It’s not ridiculous. It’s short-circuiting the depression that comes with loneliness by allowing the primal part of you to reconnect with nature. It works. There’s a whole industry around this premise. Once you reconnect with nature, your immediate instinct is to reconnect with others. So in a way it’s paving the path back to social relationships and community.
> Once you reconnect with nature, your immediate instinct is to reconnect with others.

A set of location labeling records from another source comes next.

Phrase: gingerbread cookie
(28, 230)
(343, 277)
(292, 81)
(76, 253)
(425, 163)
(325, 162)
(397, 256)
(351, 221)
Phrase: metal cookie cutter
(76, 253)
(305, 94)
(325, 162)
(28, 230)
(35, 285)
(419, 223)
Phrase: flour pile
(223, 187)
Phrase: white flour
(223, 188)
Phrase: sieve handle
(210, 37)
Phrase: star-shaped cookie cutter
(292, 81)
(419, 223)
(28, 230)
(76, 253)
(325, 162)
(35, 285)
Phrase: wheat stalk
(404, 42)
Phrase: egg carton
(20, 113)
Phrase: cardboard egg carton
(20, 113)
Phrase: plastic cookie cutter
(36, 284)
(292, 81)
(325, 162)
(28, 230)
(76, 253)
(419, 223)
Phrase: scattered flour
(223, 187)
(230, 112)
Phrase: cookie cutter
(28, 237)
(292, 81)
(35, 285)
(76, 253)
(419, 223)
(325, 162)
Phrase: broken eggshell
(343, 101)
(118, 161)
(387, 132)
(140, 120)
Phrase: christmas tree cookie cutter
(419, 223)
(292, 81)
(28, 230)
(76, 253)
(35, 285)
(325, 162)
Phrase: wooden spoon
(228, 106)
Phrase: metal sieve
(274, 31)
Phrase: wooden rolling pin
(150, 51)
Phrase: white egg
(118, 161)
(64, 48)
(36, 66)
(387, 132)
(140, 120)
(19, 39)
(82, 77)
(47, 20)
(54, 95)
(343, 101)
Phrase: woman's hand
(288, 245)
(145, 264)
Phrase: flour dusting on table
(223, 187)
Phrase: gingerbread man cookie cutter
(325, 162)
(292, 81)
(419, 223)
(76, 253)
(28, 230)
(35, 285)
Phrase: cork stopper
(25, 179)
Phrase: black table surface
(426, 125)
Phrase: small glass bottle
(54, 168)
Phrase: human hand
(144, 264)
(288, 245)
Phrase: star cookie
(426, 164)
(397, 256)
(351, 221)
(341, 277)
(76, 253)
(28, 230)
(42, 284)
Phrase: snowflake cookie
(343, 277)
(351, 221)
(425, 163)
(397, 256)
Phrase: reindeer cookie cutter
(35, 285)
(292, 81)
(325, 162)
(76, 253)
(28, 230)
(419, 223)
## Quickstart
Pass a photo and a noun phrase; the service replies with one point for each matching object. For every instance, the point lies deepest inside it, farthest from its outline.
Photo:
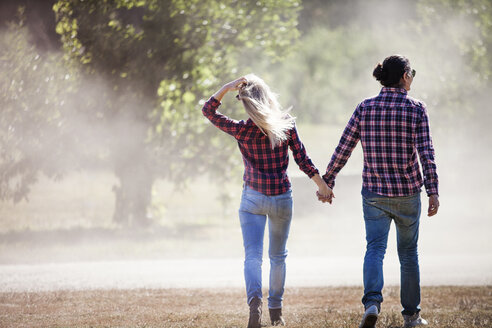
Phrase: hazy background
(105, 155)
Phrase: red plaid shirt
(392, 128)
(265, 169)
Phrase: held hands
(325, 194)
(433, 205)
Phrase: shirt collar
(393, 90)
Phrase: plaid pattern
(265, 169)
(392, 128)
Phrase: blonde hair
(263, 108)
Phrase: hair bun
(378, 72)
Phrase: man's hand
(325, 194)
(433, 205)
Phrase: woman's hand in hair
(231, 86)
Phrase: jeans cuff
(369, 304)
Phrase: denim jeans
(379, 211)
(253, 212)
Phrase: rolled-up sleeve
(221, 121)
(348, 141)
(425, 149)
(300, 155)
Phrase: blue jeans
(379, 211)
(253, 212)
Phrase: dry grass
(447, 307)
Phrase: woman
(264, 140)
(393, 128)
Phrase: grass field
(445, 307)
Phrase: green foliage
(448, 42)
(168, 54)
(34, 92)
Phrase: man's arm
(348, 141)
(423, 142)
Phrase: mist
(68, 148)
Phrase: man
(392, 127)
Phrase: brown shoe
(276, 317)
(255, 313)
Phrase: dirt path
(219, 273)
(450, 307)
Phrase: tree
(158, 58)
(35, 93)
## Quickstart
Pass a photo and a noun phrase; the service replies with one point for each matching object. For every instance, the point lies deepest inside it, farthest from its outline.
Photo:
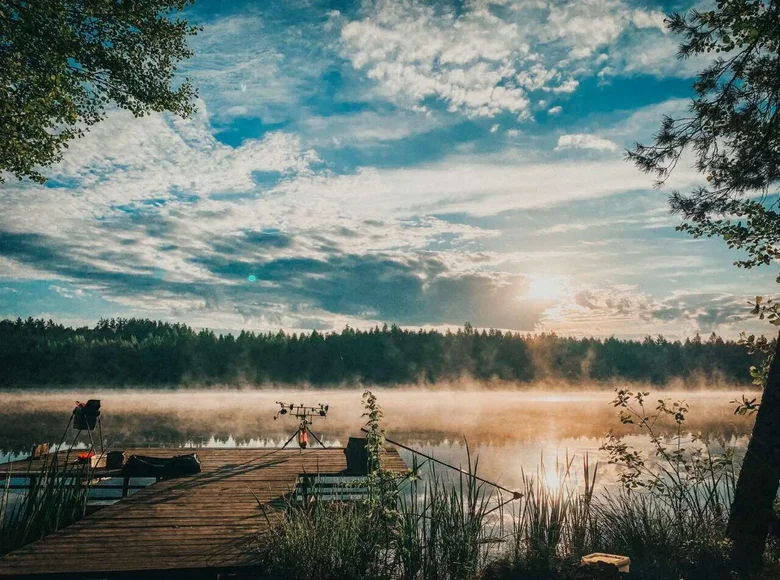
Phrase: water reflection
(512, 432)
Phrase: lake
(511, 431)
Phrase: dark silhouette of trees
(136, 352)
(733, 132)
(62, 62)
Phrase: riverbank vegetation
(139, 352)
(669, 515)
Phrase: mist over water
(510, 430)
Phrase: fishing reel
(301, 411)
(306, 415)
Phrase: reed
(56, 497)
(670, 520)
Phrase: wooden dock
(206, 523)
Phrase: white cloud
(585, 141)
(67, 292)
(485, 59)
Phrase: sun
(547, 288)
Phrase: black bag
(144, 466)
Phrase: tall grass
(669, 517)
(55, 498)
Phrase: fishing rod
(515, 494)
(306, 415)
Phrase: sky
(359, 163)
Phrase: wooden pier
(207, 523)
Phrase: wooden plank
(211, 520)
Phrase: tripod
(86, 417)
(305, 414)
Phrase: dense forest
(136, 352)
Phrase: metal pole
(515, 494)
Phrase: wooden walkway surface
(209, 521)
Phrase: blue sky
(424, 164)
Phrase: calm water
(510, 431)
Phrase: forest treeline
(139, 352)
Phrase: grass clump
(668, 515)
(55, 498)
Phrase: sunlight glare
(547, 288)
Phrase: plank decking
(210, 521)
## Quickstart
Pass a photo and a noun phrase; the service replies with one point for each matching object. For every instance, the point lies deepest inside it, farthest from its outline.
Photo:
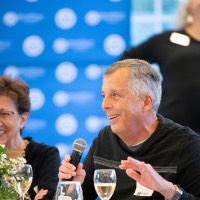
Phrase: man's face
(122, 107)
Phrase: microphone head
(79, 145)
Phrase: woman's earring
(189, 19)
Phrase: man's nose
(106, 103)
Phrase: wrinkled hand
(67, 170)
(41, 194)
(146, 175)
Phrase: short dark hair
(18, 91)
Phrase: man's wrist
(177, 194)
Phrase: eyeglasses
(4, 115)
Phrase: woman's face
(10, 121)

I have the complete opposite experience. I spend as much of my vacation time as possible hiking, camping, and backpacking alone. I go to places where the landscape is so beautiful that it makes me weep; where seeing the unusual flora makes me feel like I'm home; where the night sky is like diamond dust on black velvet. These places don't make me want to reconnect with others. They make me want to build a cabin and get away from everybody else.

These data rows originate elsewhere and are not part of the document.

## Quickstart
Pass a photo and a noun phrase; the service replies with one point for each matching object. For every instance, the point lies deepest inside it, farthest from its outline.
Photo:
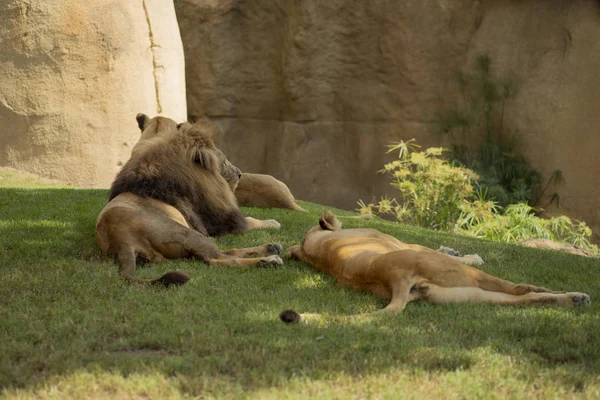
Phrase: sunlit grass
(71, 328)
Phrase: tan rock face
(312, 91)
(74, 74)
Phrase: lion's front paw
(271, 261)
(271, 224)
(274, 248)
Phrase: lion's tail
(329, 222)
(127, 263)
(168, 279)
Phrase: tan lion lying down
(380, 264)
(175, 190)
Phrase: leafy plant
(518, 222)
(431, 189)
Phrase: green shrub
(432, 190)
(518, 222)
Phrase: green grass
(71, 328)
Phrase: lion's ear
(205, 158)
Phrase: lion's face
(206, 155)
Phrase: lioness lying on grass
(175, 190)
(380, 264)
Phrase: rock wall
(312, 91)
(74, 74)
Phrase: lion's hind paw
(271, 261)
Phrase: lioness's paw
(274, 248)
(271, 224)
(271, 261)
(579, 299)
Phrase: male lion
(260, 190)
(174, 191)
(378, 263)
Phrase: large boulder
(73, 76)
(312, 91)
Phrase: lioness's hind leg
(489, 282)
(444, 295)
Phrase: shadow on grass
(223, 326)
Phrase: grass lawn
(71, 328)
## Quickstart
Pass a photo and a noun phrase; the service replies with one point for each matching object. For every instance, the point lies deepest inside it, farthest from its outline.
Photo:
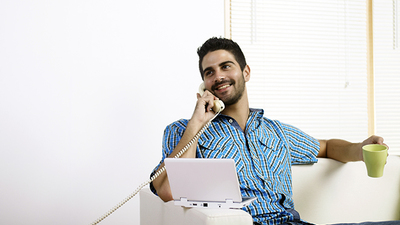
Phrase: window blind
(308, 63)
(387, 71)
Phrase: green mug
(375, 159)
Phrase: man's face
(223, 76)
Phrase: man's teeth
(225, 86)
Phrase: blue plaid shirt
(263, 153)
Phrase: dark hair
(214, 44)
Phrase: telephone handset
(218, 104)
(217, 108)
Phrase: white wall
(86, 90)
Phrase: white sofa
(324, 193)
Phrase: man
(263, 149)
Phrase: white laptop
(207, 183)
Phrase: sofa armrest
(156, 212)
(334, 192)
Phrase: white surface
(86, 90)
(324, 193)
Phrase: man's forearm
(343, 151)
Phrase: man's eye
(207, 73)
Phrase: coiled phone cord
(158, 173)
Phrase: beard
(238, 91)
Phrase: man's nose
(219, 76)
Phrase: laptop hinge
(228, 200)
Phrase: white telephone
(218, 104)
(217, 108)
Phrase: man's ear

I'm skeptical of this idea in general especially with examples of people like John Muir. If reconnecting with natures gives you the immediate instinct to reconnect with others then why do people like him have to be coaxed away from it?
I think you might be seeking escape rather than reconnecting with nature. Those are two opposing desires. One is the desire to escape the monotony of everyday life by getting back into nature. The other is losing oneself to nature. No going back. Only forward. Akin to hiking the Appalachian trail or the PNW trail in one go. It’s not an escape, it’s a calling or yearning for growth.